The smart protocol provides a way to send a requests and corresponding
responses to communicate with a remote bzr process.

Layering
========

Medium
------

At the bottom level there is either a socket, pipes, or an HTTP
request/response.  We call this layer the *medium*.  It is responsible for
carrying bytes between a client and server.  For sockets, we have the idea
that you have multiple requests and get a read error because the other
side did shutdown.  For pipes we have read pipe which will have a zero
read which marks end-of-file.  For HTTP server environment there is no
end-of-stream because each request coming into the server is independent.

So we need a wrapper around pipes and sockets to separate out requests
from substrate and this will give us a single model which is consistent
for HTTP, sockets and pipes.

Protocol
--------

On top of the medium is the *protocol*.  This is the layer that
deserialises bytes into the structured data that requests and responses
consist of.

Request/Response processing
---------------------------

On top of the protocol is the logic for processing requests (on the
server) or responses (on the client).

Server-side
-----------

Sketch::

 MEDIUM  (factory for protocol, reads bytes & pushes to protocol,
          uses protocol to detect end-of-request, sends written
          bytes to client) e.g. socket, pipe, HTTP request handler.
  ^
  | bytes.
  v

 PROTOCOL(serialization, deserialization)  accepts bytes for one
          request, decodes according to internal state, pushes
          structured data to handler.  accepts structured data from
          handler and encodes and writes to the medium.  factory for
          handler.
  ^
  | structured data
  v

 HANDLER  (domain logic) accepts structured data, operates state
          machine until the request can be satisfied,
          sends structured data to the protocol.

Request handlers are registered in the `bzrlib.smart.request` module.


Client-side
-----------

Sketch::

 CLIENT   domain logic, accepts domain requests, generated structured
          data, reads structured data from responses and turns into
          domain data.  Sends structured data to the protocol.
          Operates state machines until the request can be delivered
          (e.g. reading from a bundle generated in bzrlib to deliver a
          complete request).

          This is RemoteBzrDir, RemoteRepository, etc.
  ^
  | structured data
  v

 PROTOCOL  (serialization, deserialization)  accepts structured data for one
          request, encodes and writes to the medium.  Reads bytes from the
          medium, decodes and allows the client to read structured data.
  ^
  | bytes.
  v

 MEDIUM   accepts bytes from the protocol & delivers to the remote server.
          Allows the protocol to read bytes e.g. socket, pipe, HTTP request.

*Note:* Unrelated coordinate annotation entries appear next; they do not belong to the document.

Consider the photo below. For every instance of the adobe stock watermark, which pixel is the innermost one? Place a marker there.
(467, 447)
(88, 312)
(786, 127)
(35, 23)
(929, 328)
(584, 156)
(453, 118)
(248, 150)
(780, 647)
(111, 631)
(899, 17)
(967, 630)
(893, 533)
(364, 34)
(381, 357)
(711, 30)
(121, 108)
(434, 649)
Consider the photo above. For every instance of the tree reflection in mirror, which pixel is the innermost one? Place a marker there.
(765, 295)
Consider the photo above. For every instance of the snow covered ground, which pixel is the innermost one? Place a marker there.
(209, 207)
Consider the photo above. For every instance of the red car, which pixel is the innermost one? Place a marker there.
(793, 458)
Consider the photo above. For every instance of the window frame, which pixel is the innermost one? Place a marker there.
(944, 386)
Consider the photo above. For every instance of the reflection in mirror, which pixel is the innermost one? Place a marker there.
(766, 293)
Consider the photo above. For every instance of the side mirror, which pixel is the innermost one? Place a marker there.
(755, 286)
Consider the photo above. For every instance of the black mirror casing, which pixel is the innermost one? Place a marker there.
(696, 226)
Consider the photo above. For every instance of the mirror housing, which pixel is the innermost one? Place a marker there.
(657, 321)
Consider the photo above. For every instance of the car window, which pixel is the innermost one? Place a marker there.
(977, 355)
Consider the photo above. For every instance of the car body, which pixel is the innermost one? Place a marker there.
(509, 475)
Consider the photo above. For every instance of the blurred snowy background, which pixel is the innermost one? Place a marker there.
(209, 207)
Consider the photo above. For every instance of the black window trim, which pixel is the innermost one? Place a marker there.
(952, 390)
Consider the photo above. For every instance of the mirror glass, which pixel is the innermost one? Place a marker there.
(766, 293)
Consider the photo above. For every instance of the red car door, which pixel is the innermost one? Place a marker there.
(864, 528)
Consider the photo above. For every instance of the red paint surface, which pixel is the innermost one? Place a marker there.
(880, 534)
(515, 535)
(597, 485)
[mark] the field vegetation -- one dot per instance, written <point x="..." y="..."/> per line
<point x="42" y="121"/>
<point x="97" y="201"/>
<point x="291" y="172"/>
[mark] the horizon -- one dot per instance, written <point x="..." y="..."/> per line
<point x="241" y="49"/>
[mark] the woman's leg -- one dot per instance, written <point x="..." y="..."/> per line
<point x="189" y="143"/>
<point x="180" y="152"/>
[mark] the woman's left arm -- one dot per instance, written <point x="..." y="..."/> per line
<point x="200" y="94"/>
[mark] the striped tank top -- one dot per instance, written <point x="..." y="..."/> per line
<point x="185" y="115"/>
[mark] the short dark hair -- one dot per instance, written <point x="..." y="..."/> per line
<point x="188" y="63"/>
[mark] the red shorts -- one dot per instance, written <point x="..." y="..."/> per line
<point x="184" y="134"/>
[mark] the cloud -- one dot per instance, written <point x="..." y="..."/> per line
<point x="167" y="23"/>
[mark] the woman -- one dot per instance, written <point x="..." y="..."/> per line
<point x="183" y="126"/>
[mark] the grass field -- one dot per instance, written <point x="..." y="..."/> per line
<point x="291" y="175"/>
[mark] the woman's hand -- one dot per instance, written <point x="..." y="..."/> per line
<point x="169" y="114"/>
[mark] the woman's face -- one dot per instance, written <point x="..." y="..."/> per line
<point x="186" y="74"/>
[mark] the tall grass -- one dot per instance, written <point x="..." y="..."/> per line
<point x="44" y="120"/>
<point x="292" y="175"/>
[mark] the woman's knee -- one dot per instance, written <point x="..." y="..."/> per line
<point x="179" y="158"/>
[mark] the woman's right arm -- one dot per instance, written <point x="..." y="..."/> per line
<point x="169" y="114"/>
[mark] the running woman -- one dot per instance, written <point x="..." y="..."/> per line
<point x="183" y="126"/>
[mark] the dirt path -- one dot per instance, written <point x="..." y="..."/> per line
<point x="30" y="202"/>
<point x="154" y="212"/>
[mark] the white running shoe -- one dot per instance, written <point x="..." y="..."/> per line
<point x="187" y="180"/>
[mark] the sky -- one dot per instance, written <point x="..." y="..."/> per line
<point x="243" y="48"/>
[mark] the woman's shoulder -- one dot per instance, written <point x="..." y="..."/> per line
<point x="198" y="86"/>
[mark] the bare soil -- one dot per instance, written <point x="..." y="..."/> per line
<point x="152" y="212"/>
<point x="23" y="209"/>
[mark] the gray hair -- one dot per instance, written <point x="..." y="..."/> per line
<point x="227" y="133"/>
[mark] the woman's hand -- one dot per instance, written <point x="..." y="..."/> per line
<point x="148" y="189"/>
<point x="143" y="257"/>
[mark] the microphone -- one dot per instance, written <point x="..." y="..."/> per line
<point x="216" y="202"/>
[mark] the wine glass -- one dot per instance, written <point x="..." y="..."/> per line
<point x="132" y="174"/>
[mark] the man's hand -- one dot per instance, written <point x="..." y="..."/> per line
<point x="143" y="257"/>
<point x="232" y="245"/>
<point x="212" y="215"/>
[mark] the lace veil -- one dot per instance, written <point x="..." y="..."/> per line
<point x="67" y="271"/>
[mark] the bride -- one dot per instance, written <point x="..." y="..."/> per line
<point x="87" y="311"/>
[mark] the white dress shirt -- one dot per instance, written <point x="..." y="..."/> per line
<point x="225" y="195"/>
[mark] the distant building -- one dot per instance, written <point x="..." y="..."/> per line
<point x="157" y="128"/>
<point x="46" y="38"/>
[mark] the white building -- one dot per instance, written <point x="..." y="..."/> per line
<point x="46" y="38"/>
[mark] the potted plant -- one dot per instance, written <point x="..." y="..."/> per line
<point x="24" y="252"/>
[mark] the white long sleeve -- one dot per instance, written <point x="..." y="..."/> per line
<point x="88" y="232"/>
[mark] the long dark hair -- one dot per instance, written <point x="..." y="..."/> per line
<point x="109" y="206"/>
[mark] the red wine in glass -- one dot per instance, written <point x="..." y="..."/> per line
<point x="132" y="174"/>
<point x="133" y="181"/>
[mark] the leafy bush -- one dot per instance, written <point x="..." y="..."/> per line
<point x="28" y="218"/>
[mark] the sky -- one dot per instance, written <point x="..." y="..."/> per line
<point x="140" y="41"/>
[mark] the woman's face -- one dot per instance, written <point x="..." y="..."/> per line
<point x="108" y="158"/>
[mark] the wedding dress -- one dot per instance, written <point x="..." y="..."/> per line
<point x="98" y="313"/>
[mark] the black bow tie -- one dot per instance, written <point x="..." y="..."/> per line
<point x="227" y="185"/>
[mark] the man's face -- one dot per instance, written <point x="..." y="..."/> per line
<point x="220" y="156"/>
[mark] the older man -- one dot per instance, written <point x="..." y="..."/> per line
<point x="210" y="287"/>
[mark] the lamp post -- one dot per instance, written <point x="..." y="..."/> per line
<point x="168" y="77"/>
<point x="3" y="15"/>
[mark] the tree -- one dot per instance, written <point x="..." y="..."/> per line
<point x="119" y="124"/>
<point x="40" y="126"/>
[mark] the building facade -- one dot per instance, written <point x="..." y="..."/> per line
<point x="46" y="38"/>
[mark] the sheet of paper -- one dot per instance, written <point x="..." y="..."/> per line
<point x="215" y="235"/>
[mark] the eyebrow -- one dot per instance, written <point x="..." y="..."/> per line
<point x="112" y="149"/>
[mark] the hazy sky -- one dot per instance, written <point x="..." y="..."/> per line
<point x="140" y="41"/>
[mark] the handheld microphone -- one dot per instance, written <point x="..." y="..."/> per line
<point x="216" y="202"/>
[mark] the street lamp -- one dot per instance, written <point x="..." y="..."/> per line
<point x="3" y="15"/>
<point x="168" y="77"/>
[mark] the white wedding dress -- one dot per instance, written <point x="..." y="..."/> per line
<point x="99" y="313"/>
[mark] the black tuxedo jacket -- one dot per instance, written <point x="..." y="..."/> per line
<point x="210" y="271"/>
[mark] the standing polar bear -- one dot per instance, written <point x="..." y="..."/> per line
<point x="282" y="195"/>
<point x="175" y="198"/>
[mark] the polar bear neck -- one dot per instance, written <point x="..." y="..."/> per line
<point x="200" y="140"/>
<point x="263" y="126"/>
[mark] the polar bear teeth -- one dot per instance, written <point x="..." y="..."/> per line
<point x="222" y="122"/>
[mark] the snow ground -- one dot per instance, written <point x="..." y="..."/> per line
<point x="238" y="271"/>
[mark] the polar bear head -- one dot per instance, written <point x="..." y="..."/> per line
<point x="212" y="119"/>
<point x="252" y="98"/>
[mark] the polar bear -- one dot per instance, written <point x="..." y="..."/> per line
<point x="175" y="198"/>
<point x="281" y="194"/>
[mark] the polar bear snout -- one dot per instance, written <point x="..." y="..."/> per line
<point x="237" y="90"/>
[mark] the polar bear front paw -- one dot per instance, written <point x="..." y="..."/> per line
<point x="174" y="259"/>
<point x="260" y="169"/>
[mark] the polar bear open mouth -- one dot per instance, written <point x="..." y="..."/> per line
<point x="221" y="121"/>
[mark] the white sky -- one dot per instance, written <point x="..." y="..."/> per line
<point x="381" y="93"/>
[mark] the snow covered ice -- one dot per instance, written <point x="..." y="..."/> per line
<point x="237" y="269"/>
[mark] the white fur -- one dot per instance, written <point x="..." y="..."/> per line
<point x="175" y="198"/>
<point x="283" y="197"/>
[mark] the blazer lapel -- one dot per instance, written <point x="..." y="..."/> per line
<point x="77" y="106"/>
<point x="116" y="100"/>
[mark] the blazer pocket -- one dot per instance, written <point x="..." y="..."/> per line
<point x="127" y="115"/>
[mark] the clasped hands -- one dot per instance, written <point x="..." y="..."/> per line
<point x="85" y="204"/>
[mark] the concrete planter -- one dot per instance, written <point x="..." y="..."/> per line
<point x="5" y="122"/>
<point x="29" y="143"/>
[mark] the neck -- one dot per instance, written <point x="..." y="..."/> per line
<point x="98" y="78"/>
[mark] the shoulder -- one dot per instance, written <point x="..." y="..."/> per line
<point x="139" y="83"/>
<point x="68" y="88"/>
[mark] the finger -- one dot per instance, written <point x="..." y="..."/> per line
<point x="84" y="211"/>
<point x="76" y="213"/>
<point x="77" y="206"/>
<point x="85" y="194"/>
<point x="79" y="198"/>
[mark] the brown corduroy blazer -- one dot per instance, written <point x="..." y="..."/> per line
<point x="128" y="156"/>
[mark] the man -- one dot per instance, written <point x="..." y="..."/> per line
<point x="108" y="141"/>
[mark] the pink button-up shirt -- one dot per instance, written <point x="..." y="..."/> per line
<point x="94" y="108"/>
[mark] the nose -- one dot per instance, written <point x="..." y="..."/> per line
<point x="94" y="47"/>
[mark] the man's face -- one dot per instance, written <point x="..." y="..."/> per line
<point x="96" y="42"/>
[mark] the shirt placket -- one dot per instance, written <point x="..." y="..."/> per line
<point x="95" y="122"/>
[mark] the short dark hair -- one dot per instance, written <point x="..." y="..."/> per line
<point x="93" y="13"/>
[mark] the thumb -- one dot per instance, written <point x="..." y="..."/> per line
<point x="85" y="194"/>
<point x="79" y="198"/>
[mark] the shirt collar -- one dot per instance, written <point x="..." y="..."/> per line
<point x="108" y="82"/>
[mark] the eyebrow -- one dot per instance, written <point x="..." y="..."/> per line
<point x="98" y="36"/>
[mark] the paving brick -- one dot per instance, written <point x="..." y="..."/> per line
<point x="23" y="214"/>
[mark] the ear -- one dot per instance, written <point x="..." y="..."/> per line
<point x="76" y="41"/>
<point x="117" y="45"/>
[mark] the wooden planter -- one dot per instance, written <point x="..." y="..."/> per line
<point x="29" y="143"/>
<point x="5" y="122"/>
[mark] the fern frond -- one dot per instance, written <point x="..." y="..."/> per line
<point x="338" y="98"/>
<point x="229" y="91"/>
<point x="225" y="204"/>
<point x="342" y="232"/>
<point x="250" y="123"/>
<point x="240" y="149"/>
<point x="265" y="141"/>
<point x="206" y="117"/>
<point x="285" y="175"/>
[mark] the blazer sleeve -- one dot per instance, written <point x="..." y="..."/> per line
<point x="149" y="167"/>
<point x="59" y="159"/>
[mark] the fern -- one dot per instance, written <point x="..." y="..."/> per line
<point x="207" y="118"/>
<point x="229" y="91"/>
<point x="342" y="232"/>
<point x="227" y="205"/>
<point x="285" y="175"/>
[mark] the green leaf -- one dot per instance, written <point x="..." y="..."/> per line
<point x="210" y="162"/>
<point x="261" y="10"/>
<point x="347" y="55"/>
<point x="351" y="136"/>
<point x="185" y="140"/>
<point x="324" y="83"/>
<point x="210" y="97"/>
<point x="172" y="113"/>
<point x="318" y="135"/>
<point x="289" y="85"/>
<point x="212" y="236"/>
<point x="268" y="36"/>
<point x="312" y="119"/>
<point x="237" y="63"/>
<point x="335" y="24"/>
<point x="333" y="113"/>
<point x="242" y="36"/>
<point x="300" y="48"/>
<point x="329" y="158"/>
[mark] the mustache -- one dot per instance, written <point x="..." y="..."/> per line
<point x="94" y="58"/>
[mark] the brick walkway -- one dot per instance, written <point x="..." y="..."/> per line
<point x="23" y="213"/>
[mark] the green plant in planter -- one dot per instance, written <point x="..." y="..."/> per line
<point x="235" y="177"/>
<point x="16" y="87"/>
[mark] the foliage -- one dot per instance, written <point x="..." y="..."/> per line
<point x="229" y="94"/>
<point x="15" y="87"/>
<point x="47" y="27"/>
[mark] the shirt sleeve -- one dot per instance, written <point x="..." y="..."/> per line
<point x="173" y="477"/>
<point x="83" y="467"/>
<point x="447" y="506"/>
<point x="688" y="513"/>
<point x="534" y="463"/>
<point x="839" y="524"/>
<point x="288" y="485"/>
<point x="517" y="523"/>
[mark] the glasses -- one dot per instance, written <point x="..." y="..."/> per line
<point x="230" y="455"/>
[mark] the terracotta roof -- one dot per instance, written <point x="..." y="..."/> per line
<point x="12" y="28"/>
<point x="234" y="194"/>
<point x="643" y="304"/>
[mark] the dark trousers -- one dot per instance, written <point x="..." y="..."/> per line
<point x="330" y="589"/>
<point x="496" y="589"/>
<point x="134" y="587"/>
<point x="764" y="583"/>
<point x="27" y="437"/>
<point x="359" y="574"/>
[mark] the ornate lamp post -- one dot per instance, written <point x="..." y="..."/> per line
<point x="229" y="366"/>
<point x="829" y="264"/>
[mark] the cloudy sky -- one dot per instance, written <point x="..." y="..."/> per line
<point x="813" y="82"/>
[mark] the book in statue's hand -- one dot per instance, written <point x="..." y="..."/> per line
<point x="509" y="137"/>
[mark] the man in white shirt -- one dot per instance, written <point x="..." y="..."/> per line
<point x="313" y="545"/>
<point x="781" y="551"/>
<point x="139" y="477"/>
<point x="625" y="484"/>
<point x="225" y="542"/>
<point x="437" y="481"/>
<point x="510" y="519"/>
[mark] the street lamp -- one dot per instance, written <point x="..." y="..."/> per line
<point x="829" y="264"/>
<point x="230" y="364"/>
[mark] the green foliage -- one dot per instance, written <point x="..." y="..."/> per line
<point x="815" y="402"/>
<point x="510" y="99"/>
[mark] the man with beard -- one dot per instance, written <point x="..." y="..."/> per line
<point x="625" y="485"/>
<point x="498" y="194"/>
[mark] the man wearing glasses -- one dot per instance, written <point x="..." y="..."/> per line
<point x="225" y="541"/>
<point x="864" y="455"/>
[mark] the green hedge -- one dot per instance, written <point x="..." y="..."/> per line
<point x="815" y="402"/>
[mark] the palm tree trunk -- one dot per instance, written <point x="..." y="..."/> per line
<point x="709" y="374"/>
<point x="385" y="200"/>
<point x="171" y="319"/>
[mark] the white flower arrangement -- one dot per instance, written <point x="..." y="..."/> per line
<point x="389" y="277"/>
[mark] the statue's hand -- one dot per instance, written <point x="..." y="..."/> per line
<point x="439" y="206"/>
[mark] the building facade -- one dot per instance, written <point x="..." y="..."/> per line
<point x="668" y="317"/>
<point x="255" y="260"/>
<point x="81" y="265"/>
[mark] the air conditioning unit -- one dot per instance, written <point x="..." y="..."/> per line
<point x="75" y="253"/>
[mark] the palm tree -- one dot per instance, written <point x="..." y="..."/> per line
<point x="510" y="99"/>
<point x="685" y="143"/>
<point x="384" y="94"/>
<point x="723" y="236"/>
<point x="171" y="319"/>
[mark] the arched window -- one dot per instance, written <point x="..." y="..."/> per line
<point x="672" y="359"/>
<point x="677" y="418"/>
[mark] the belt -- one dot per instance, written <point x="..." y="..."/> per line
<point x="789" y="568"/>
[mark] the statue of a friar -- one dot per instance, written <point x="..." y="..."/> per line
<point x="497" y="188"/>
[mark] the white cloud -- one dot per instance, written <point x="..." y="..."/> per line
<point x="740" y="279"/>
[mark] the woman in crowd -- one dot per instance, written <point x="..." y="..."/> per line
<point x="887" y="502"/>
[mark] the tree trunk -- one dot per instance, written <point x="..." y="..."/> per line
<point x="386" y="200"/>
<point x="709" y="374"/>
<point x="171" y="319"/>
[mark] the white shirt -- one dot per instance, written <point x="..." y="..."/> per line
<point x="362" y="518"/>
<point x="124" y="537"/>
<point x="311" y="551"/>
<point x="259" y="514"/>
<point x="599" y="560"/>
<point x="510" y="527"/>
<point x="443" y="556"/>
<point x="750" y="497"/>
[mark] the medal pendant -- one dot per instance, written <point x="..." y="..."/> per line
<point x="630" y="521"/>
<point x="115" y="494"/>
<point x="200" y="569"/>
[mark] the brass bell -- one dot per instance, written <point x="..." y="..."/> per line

The domain logic is in `bzrlib.remote`: `RemoteBzrDir`, `RemoteBranch`,
and so on.

There is also an plain file-level transport that calls remote methods to
manipulate files on the server in `bzrlib.transport.remote`.

Protocol description
====================

Version one
-----------

Version one of the protocol was introduced in Bazaar 0.11.

The protocol (for both requests and responses) is described by::

  REQUEST := MESSAGE_V1
  RESPONSE := MESSAGE_V1
  MESSAGE_V1 := ARGS [BODY]

  ARGS := ARG [MORE_ARGS] NEWLINE
  MORE_ARGS := SEP ARG [MORE_ARGS]
  SEP := 0x01

  BODY := LENGTH NEWLINE BODY_BYTES TRAILER
  LENGTH := decimal integer
  TRAILER := "done" NEWLINE

That is, a tuple of arguments separated by Ctrl-A and terminated with a
newline, followed by length prefixed body with a constant trailer.  Note
that although arguments are not 8-bit safe (they cannot include 0x01 or
0x0a bytes without breaking the protocol encoding), the body is.

Version two
-----------

Version two was introduced in Bazaar 0.16.

The request protocol is::

  REQUEST_V2 := "bzr request 2" NEWLINE MESSAGE_V2

The response protocol is::

  RESPONSE_V2 := "bzr response 2" NEWLINE RESPONSE_STATUS NEWLINE MESSAGE_V2
  RESPONSE_STATUS := "success" | "failed"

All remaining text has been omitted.